If you are married and you inherit property in North Carolina, that property is separate property.  That is, it is not included in the marital estate when the marital assets are divided at divorce.  Here are five things to know about inherited property:

  1. If you keep it separate, it stays separate. Inherited funds that remain in an account in the heir’s name (or inherited real property) will stay separate property and will not be included in the marital estate for the purposes of the division of assets.
  2. If you use a portion of your inherited funds to buy real property, or if you put some of the funds into another type of account, make sure the account or the real property is in your name only.
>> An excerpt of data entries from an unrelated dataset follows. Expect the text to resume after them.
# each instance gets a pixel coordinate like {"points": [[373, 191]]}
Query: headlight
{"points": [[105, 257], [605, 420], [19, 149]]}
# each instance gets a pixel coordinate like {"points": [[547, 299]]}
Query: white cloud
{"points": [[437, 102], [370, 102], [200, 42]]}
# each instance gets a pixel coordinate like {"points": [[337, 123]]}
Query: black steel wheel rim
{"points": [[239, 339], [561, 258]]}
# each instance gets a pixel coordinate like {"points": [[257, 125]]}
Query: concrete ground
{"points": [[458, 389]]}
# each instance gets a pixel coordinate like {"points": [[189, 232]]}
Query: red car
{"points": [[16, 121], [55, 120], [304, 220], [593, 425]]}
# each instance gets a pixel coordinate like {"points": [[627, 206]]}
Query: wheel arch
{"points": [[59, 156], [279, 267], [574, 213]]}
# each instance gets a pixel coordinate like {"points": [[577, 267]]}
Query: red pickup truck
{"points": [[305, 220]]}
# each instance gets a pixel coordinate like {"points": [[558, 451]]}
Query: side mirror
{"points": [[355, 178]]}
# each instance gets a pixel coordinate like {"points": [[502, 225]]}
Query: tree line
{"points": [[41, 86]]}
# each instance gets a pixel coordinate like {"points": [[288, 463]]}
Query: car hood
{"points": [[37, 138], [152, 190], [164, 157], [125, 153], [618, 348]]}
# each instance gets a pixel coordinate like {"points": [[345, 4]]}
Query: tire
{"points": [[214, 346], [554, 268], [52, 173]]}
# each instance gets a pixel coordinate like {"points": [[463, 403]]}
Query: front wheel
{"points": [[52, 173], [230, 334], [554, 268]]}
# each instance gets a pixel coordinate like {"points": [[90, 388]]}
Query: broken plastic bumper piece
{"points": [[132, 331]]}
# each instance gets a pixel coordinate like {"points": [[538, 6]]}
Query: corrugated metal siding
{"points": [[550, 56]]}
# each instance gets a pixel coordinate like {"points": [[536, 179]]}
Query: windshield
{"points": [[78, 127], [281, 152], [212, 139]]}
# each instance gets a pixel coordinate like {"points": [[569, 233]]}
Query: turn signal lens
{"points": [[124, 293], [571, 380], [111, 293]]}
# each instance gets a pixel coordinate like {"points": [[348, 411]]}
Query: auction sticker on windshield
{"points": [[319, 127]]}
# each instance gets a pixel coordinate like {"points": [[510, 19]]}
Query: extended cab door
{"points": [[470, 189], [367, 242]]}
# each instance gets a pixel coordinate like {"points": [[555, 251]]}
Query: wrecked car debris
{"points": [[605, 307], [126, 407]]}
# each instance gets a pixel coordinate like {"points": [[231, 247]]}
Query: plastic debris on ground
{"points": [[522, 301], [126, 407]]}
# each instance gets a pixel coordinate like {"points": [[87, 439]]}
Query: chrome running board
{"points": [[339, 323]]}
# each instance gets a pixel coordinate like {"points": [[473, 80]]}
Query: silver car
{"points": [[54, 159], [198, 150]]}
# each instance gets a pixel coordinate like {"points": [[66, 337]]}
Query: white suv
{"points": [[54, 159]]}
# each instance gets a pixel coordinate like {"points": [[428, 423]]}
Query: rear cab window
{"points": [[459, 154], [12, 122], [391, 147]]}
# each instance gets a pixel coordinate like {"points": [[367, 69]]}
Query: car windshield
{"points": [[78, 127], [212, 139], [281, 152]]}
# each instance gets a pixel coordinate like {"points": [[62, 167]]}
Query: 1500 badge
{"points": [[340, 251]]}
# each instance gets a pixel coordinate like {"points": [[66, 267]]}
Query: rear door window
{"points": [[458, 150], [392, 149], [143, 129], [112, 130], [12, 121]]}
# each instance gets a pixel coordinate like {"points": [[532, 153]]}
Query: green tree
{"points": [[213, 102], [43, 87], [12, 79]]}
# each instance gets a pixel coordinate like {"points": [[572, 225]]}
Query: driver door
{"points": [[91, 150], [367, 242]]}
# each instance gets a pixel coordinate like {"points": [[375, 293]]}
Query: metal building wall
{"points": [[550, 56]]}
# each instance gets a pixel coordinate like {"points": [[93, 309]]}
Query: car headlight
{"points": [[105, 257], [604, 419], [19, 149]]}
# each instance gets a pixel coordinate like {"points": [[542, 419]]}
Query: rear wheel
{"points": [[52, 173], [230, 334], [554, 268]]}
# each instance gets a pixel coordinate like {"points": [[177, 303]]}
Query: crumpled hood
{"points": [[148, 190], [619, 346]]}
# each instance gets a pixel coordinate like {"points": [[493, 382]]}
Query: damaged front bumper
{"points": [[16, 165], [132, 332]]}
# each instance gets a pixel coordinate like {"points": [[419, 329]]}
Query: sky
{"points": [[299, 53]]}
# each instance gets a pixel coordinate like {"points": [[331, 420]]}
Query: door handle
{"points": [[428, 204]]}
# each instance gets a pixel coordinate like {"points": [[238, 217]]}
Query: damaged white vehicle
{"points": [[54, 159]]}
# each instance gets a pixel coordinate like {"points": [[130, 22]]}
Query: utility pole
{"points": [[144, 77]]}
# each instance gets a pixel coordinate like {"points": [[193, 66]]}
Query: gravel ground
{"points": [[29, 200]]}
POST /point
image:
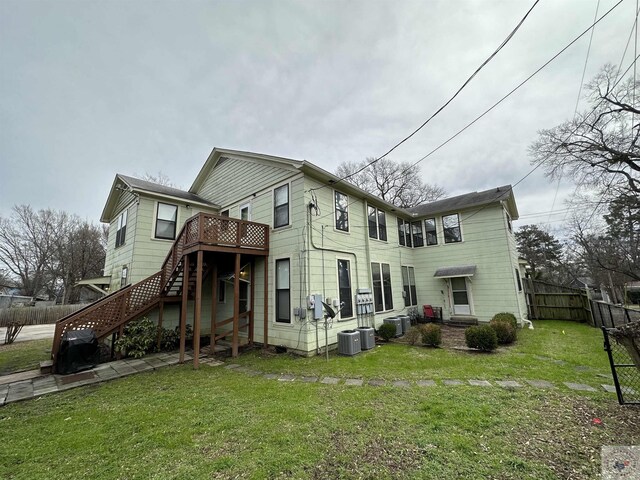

This will maintain the separate character of the original inherited property.
  3. If you put inherited funds into a joint account with your spouse, you have made a gift of those funds to your marriage, meaning that the amount that has been commingled has become marital property, and is subject to valuation and division at divorce.
  4. If you inherit real property and you later decide to sell it and then use the proceeds to buy real property which you put in both spouses’ names, that new property is marital property, and subject to valuation and division at divorce, even though the funds used for it were separate property.
  5. If you use a portion of inherited funds to pay off marital debt, you have made a gift to the marriage of that portion of the inherited funds. In a divorce, there is no way to “claw back” this amount; it is water under the bridge.

The best course of action with inherited property is to be sure to maintain it separately in order to protect it from any marital claims.